US Congress
In a move that evokes the grueling partisan battles of last summer as the United States teetered on the brink of default, the White House is warning Republicans of a government shutdown if they reject the debt-reduction deal they made with Democrats. REUTERS

In a move that evokes the grueling partisan battles of last summer as the United States teetered on the brink of default, the White House is warning Republicans of a government shutdown if they reject the debt-reduction deal they made with Democrats.

In a bluntly worded letter to the Republican chair of the House Committee on Appropriations, an Obama administration official warned against seeking additional cuts in discretionary spending on top of those the two parties agreed to last August. The Republican budget proposal authored by Wisconsin Rep. Paul Ryan would cut spending to a level below what the two parties agreed on, and Democrats have accused Republicans of reneging on their promises.

Unfortunately, the House Budget Resolution for FY 2013 breaks out bipartisan agreement and proposes $28 billion in new cuts in annual non-defense spending - exactly the area where we have already cut the most, Jeffrey Zients, acting director of the White House's Office of Management and Budget, wrote in the letter. Until the House of Representatives indicates that it will abide by last summer's agreement, the President will not be able to sign any appropriations bills.

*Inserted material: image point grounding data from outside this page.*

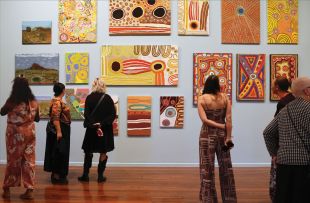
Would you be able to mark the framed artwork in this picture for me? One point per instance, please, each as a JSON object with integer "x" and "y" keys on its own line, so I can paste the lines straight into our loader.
{"x": 206, "y": 64}
{"x": 171, "y": 111}
{"x": 77, "y": 21}
{"x": 132, "y": 17}
{"x": 240, "y": 21}
{"x": 44, "y": 106}
{"x": 39, "y": 69}
{"x": 193, "y": 17}
{"x": 251, "y": 77}
{"x": 285, "y": 65}
{"x": 116, "y": 122}
{"x": 77, "y": 67}
{"x": 36, "y": 32}
{"x": 143, "y": 65}
{"x": 282, "y": 21}
{"x": 75, "y": 99}
{"x": 139, "y": 116}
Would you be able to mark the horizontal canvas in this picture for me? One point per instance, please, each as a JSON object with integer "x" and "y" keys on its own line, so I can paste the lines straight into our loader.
{"x": 144, "y": 65}
{"x": 171, "y": 111}
{"x": 282, "y": 21}
{"x": 206, "y": 64}
{"x": 38, "y": 69}
{"x": 139, "y": 116}
{"x": 251, "y": 77}
{"x": 193, "y": 17}
{"x": 36, "y": 32}
{"x": 132, "y": 17}
{"x": 240, "y": 21}
{"x": 77, "y": 68}
{"x": 285, "y": 65}
{"x": 77, "y": 21}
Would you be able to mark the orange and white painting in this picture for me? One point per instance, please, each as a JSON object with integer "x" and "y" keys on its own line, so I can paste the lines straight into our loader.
{"x": 282, "y": 21}
{"x": 193, "y": 17}
{"x": 77, "y": 21}
{"x": 139, "y": 115}
{"x": 140, "y": 17}
{"x": 144, "y": 65}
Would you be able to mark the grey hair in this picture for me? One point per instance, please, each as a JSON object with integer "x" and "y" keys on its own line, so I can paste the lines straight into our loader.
{"x": 99, "y": 85}
{"x": 299, "y": 85}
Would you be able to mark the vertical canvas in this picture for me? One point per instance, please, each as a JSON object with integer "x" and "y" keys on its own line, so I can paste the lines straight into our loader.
{"x": 240, "y": 21}
{"x": 282, "y": 21}
{"x": 285, "y": 65}
{"x": 75, "y": 98}
{"x": 148, "y": 65}
{"x": 39, "y": 69}
{"x": 193, "y": 17}
{"x": 132, "y": 17}
{"x": 171, "y": 111}
{"x": 139, "y": 116}
{"x": 116, "y": 122}
{"x": 206, "y": 64}
{"x": 77, "y": 21}
{"x": 44, "y": 106}
{"x": 36, "y": 32}
{"x": 251, "y": 77}
{"x": 77, "y": 67}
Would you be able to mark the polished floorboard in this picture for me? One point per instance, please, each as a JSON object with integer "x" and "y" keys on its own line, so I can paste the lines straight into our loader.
{"x": 141, "y": 185}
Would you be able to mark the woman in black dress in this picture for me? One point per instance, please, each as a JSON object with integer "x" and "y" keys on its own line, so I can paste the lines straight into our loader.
{"x": 99, "y": 115}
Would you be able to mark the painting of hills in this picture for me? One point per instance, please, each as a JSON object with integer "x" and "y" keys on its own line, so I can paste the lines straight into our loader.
{"x": 36, "y": 32}
{"x": 39, "y": 69}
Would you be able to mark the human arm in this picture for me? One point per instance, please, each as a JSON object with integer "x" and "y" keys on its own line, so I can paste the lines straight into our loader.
{"x": 204, "y": 118}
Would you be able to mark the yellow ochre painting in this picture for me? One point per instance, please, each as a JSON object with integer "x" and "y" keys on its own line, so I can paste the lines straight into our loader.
{"x": 77, "y": 21}
{"x": 77, "y": 68}
{"x": 145, "y": 65}
{"x": 282, "y": 21}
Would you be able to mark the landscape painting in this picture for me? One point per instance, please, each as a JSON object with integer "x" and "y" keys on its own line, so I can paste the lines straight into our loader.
{"x": 142, "y": 65}
{"x": 75, "y": 99}
{"x": 139, "y": 116}
{"x": 171, "y": 111}
{"x": 39, "y": 69}
{"x": 36, "y": 32}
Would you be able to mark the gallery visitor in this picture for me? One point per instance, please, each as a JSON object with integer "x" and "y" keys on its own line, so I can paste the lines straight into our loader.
{"x": 99, "y": 115}
{"x": 214, "y": 109}
{"x": 57, "y": 147}
{"x": 22, "y": 110}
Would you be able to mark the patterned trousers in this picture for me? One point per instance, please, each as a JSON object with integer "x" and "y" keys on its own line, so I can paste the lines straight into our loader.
{"x": 20, "y": 159}
{"x": 211, "y": 141}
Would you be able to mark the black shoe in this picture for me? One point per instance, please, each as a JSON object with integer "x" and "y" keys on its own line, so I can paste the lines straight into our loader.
{"x": 83, "y": 178}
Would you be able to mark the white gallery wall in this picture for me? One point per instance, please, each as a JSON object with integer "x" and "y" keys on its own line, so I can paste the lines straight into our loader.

By threatening to reject those appropriations bills, the White House signaled that it would push hard to hold Republicans to the terms of the debt ceiling compromise. Ryan has already sought to avert military cuts triggered by the failure of the debt reduction super committee, a proposal that has attracted substantial Republican support.

President Barack Obama has denounced the Ryan budget as social Darwinism for focusing cuts disproportionately on programs, such as Medicaid, food stamps, and federal education funding, that benefit low-income Americans. He expanded on those critiques in a speech criticizing Republicans for gutting investments he said are needed for the middle class to prosper.

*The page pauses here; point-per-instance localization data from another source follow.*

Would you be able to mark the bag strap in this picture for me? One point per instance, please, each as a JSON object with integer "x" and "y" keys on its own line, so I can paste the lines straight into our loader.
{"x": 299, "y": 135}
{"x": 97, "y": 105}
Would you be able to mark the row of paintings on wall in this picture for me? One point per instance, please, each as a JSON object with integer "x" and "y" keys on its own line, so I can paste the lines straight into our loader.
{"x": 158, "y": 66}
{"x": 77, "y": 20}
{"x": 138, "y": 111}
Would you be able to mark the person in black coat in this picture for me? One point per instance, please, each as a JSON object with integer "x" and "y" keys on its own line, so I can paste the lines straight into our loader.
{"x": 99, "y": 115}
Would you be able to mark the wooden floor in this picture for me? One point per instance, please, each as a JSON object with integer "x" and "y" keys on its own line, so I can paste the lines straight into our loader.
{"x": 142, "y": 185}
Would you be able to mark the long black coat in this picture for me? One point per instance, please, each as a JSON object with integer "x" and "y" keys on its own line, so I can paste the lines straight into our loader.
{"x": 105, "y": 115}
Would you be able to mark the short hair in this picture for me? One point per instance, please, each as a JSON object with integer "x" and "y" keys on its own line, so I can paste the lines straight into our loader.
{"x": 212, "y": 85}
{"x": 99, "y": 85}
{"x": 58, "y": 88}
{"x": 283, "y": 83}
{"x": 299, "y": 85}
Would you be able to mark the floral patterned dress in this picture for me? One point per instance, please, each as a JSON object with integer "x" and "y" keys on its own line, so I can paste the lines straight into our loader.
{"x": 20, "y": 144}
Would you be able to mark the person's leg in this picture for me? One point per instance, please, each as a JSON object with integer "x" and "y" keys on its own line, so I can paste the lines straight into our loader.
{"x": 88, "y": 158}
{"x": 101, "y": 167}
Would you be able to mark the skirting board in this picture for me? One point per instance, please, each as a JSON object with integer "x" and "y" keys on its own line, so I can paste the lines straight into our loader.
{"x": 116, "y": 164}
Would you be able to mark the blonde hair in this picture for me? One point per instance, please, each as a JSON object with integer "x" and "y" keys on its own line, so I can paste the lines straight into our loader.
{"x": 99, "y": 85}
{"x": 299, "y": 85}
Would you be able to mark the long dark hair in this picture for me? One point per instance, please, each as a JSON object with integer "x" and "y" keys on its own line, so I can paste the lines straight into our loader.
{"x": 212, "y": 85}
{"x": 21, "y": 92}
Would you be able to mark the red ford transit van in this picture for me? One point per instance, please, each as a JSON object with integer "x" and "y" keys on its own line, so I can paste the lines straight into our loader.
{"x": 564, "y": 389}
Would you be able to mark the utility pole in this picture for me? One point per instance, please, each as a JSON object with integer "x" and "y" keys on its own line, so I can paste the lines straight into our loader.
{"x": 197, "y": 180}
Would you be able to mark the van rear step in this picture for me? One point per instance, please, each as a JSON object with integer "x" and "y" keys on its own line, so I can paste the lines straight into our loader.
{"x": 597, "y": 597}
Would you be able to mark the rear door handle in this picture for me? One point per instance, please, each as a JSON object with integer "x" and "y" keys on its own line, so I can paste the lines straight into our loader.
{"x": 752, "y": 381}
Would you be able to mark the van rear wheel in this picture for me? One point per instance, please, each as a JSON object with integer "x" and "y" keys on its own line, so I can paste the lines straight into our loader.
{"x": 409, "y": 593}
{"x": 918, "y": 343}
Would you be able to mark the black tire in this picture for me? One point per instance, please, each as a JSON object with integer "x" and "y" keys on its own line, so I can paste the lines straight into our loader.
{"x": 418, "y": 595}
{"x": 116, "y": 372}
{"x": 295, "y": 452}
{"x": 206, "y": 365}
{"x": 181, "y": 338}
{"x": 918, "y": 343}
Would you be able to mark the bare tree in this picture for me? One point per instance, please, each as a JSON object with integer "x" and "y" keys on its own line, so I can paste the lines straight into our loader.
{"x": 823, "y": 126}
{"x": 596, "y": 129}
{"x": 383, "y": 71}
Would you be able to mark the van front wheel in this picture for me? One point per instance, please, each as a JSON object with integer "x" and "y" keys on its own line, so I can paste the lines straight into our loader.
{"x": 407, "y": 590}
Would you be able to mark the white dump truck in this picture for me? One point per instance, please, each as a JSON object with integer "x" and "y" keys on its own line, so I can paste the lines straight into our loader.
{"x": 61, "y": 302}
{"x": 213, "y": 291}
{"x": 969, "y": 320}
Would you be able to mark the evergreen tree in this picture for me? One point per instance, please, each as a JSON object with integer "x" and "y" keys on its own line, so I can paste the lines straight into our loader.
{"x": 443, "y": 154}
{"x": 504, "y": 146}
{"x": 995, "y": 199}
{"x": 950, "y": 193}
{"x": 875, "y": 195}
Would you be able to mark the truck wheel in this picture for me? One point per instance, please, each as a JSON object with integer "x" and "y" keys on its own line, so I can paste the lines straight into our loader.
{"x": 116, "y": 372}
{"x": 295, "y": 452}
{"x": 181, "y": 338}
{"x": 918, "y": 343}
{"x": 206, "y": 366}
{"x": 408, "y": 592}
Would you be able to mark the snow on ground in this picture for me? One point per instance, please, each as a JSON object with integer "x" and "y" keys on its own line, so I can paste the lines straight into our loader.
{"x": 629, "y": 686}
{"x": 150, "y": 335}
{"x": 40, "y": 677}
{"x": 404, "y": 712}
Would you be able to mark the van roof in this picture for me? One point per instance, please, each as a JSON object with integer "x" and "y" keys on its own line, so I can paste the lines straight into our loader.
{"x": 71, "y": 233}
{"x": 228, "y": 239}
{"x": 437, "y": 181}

The letter from Zients reiterated Obama's opposition, warning that the Republican proposal offered too little funding.

These funding levels will mean deep and painful cuts in investments that America needs to succeed - in education and training, in research and development, and in clean energy and infrastructure - and will undermine future economic growth and degrade many of the basic government services on which the American people rely, the letter states.

A spokesman for Kentucky Republican congressman Hal Rogers, the committee chairman to whom the letter was addressed, dismissed it as a thinly veiled press release and dared the president to make good on his vow.

When appropriations bills pass both the House and the Senate, the president can choose to sign them, spokeswoman Jennifer Hing told Politico, or else he can choose to shut down the federal government, put our people at risk and imperil our economic recovery.

Polls showed that the budget ceiling standoff deeply damaged public perceptions of Republicans in Congress. The potential shutdown the White House letter cautions against would occur shortly before the 2012 presidential election, and the pressure from the White House suggests that Democrats would likely try to blame Republican intransigence for the debacle.